Structures: Connect a node containing the table structure. This usually consists of path shapes (e.g., lines or rectangles) that visually define the table grid.
The structures should be grouped into a container per table. If you used the Group Spatially node, connect its Geometry Groups output.
These shapes do not need to be ordered or arranged into rows and columns; they only need to be grouped per table.

Node Output

Tables: Outputs shape trees that represent complete tables.

Node Properties

Note

In most cases, the node’s default values are sufficient for accurate table detection.

Node Name

You can assign a custom name to the node to help identify its purpose within your template.

Column Raster Size

Defines the resolution used to calculate column histograms. The table width is divided into vertical strips of the specified size (in points), and one histogram value is computed per strip.

A finer raster reduces performance, but it must not be too coarse to ensure accurate table detection.

Example:

3,000

The table width is divided into vertical strips of 3 points.

Row Raster Size

Defines the resolution used to calculate row histograms. The table height is divided into horizontal strips of the specified size (in points), and one histogram value is computed per strip.

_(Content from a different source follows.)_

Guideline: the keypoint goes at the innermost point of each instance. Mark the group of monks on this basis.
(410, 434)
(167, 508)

A finer raster reduces performance, but it must not be too coarse to ensure accurate table detection.

Example:

1,500

The table height is divided into horizontal strips of 1.5 points.

Min. Raster Column Width

Defines the minimum column width, relative to the specified Column Raster Size. This prevents detecting too many columns, for example when column lines in the table are represented by double lines.

Example:

If the Column Raster Size is set to 3 points, the minimum column width is calculated as 4 × 3 points, resulting in 12 points.

Min. Raster Row Height

Defines the minimum row width, relative to the specified Row Raster Size. This prevents detecting too many row, for example when row lines in the table are represented by double lines.

Example:

If the Column Raster Size is set to 1.5 points, the minimum row width is calculated as 4 × 1.5 points, resulting in 6 points.

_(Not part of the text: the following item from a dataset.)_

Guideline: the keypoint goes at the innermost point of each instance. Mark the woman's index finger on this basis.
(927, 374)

Structures Column Threshold Expression

The structures column histogram spans the full width and height of the table. The table is divided into vertical strips (based on the Column Raster Size), and the area of each strip that is covered by structure shapes is accumulated.

The higher the coverage within a strip, the higher the histogram value. Peaks in the histogram typically indicate vertical grid lines (columns), as these occupy a large portion of the strip area.

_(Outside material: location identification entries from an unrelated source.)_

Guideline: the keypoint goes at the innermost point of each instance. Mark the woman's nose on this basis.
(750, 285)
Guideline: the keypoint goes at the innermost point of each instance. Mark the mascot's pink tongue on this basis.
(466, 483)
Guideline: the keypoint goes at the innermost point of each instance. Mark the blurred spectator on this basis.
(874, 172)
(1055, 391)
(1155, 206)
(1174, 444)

This expression defines the minimum histogram value required for a strip to be recognized as a column line. At all positions where this value is exceeded, a so-called column structure cut is set, marking a potential column boundary.

Available variables:

bbox: the table bounding box. Properties: width, height, left, right, top and bottom.

Expected return type: double

Example:

bbox.height * 0.5

If the histogram peak exceeds half the table height, it is considered a column line.

Structures Row Threshold Expression

The structures row histogram spans the full height and width of the table. The table is divided into horizontal strips (based on the Row Raster Size), and the area of each strip that is covered by structure shapes is accumulated.

The higher the coverage within a strip, the higher the histogram value. Peaks in the histogram typically indicate horizontal grid lines (rows).

This expression defines the minimum histogram value required for a strip to be recognized as a row line. At all positions where this value is exceeded, a so-called row structure cut is set, marking a potential row boundary.

Available variables:

bbox: the table bounding box. Properties: width, height, left, right, top and bottom.

Expected return type: double

Example:

bbox.width * 0.5

If the histogram value exceeds half the table width, the strip is considered a row line.

Content Column Threshold Expression

The content column histogram spans the full width and height of the table. The table is divided into vertical strips (based on the Column Raster Size), and the area of each strip that is covered by content shapes is accumulated.

The more content a strip contains, the higher its histogram value. To detect columns based on content, gaps between content are analyzed. These appear as strips with low or zero coverage. Valleys in the histogram—especially values close to zero—typically indicate regions without content and may mark column boundaries.

This expression defines the maximum histogram value for a strip to be considered a valley and therefore interpreted as a column boundary. At all positions where this value is not exceeded, a so-called column content cut is set, marking a potential column boundary.

Available variables:

bbox: the table bounding box. Properties: width, height, left, right, top and bottom.

Expected return type: double

Example:

0.0

If a strip contains no content, its value is zero, indicating a column boundary.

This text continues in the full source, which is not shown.